Dude, get over it. If you think I'm going to spend any of my time here personally attacking someone, you are thinking with vanity. You made a general statement, as did I. 

As you're relatively new here, I won't expect you to understand how many low post count folks come here, make general statements and never return. Kudos to you for actually participating beyond the first comment. But until we understand your point of view, comments made are just opinions about a typed topic. I don't waste my time by going after someone personally.


----------



## Remodelor (Nov 5, 2010)

angus242 said:


> Dude, get over it. If you think I'm going to spend any of my time here personally attacking someone, you are thinking with vanity. You made a general statement, as did I.
> 
> As you're relatively new here, I won't expect you to understand how many low post count folks come here, make general statements and never return. Kudos to you for actually participating beyond the first comment. But until we understand your point of view, comments made are just opinions about a typed topic. I don't waste my time by going after someone personally.


You win.


----------



## phil0623 (Jan 5, 2011)

Mud pans never die!!!!!!!!!!!! well mine live.


----------



## boscobuilder (Jan 6, 2011)

angus242 said:


> IMO a shower should be waterproofed. Once waterproofed, that acts as a vapor barrier so no need for one behind the wall board.
> 
> If you don't waterproof (shame on you), you need a vapor barrier behind the wall board.

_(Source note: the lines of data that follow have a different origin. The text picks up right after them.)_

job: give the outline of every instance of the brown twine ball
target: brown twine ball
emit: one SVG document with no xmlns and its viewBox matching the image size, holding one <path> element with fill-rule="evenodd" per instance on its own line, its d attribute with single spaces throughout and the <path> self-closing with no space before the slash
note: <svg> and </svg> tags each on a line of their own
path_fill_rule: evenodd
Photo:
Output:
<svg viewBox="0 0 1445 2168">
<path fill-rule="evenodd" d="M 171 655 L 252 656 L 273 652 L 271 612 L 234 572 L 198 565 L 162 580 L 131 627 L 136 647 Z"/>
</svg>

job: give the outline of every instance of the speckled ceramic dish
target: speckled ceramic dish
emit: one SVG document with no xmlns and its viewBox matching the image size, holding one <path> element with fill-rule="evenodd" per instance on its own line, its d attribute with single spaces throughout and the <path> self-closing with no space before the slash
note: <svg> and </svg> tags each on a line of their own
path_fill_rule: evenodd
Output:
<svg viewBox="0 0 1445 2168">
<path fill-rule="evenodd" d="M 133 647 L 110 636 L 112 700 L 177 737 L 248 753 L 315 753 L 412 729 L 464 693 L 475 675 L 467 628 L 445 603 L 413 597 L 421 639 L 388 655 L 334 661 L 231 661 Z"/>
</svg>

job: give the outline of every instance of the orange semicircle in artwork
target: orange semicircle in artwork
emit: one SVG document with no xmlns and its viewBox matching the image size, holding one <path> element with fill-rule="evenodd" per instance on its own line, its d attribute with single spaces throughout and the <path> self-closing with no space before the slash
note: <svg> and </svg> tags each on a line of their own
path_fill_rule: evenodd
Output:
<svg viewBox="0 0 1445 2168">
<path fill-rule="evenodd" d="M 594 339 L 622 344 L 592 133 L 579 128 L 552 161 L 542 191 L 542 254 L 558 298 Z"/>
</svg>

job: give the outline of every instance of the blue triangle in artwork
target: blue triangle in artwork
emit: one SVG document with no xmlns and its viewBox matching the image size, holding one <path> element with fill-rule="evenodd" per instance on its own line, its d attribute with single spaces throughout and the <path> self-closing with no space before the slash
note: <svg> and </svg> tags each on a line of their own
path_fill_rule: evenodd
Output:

Guess it really depends on what material is being used? For all tile we usually use hardibacker or permabase with a water membrane painted on top for waterproof. 

As for cultured-marble any moisture resistant sheetrock should do the trick. 

I also let my tile contractor install my shower pan the day he's ready start. I use rubber water barrier material which overlaps the shower curb and runs up 15"-18" up the shower walls (behind the backer board, of course)


----------



## angus242 (Oct 20, 2007)

Any waterproofing is better than none....

but

The idea of keeping moisture from penetrating the substrate is _WAY _better then allowing it to penetrate _then _having to deal with it. 

Typical mud pan with preslope, membrane, mud bed and CBU with vapor barriers behind them are antiquated compared to using some sort of membrane to keep the moisture from getting into those surfaces.


----------